Zum Glück erinnere ich mich heute nicht nur an meine schriftliche Distanzierung vom Terrorismus, sondern auch an das schöne Gefühl, endlich mitmachen zu dürfen, als ich als Sohn türkischer ­Arbeitsmigranten bei meiner ersten Bundestagswahl den Umschlag mit meiner Stimme in die Urne gesteckt habe. Ich erinnere mich daran, wie sehr ich das Privileg einer deutschen Staatsbürgerschaft schätzte, als ich das erste Mal mit dem deutschen Pass gereist bin und nicht von Grenzbeamten aufgehalten wurde. Ich erinnere mich an meine Erleichterung, nicht mehr von der Gunst der deutschen Ausländerbehörde oder des türkischen Konsulats abzuhängen.

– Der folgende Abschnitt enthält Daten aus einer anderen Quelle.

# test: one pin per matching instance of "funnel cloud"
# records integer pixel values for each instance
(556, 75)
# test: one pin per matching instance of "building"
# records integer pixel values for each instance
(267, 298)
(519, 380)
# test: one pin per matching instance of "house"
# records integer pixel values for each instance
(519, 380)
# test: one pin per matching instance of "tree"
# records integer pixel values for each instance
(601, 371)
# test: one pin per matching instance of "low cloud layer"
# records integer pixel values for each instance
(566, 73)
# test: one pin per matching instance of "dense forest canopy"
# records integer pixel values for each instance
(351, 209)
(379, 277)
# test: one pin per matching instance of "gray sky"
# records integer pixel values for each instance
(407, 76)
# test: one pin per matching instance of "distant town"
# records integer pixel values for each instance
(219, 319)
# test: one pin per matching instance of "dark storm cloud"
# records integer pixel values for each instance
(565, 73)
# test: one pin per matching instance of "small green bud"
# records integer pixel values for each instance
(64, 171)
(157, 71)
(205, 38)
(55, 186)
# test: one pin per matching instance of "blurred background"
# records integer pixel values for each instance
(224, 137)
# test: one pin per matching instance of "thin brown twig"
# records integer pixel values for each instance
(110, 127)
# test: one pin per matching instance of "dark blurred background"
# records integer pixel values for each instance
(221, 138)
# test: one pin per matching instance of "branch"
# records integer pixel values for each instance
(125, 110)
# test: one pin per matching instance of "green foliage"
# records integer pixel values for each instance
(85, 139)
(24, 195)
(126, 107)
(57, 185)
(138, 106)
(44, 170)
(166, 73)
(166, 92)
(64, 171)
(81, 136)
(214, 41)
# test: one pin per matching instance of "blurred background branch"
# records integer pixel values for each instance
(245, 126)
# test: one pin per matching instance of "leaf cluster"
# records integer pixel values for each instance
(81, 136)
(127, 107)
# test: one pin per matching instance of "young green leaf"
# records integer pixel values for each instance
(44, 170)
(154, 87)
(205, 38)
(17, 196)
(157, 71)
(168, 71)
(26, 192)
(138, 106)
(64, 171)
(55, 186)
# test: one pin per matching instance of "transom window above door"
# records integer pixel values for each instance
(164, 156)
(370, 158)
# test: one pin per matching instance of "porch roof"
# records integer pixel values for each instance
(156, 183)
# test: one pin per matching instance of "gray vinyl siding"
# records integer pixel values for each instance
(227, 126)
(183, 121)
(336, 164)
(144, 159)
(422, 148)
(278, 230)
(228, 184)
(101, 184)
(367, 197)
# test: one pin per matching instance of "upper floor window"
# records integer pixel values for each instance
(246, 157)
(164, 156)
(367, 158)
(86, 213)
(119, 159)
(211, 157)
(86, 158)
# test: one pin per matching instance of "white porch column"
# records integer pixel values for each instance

Deutsch gestempelt: Eine Behördenleiterin unterzeichnet in Sachsen-Anhalt einen Einbürgerungsbescheid Foto: Thomas Victor/Agentur Focus

Welches Demonstrationsverbot, welche Vizekanzleransprache, welcher Polizeieinsatz, welche schriftliche Loyalitätserklärung kann dieses Gefühl dabei übertreffen, Akzeptanz für und Identifikation mit dem demokratischen Grundkonsens in einer vielfältigen Gesellschaft zu schaffen?

Wer Antisemitismus bekämpfen und demokratische Werte stärken will, muss sich also auch davon verabschieden, die rechtliche Ungleichbehandlung mit leeren folkloristischen Sonntagsreden zu verwalten und migrantische Menschen, die zum Teil seit Jahrzehnten in Deutschland leben und arbeiten, ewig hinzuhalten. Wer jene hehren Ziele verfolgt, muss massenhaft einbürgern – und zwar sofort!

Wer dagegen den machtpolitischen Manövern der CDU folgen möchte, verstärkt nur weiter die Zersplitterung der postmigrantischen Gesellschaft in Deutschland, die trotz aller restriktiven Migrationspolitik postmigrantisch bleiben wird.Was wir gerade erleben, dürfte dann nur der Anfang eines leidvollen Auflösungsprozesses der Gesellschaft sein.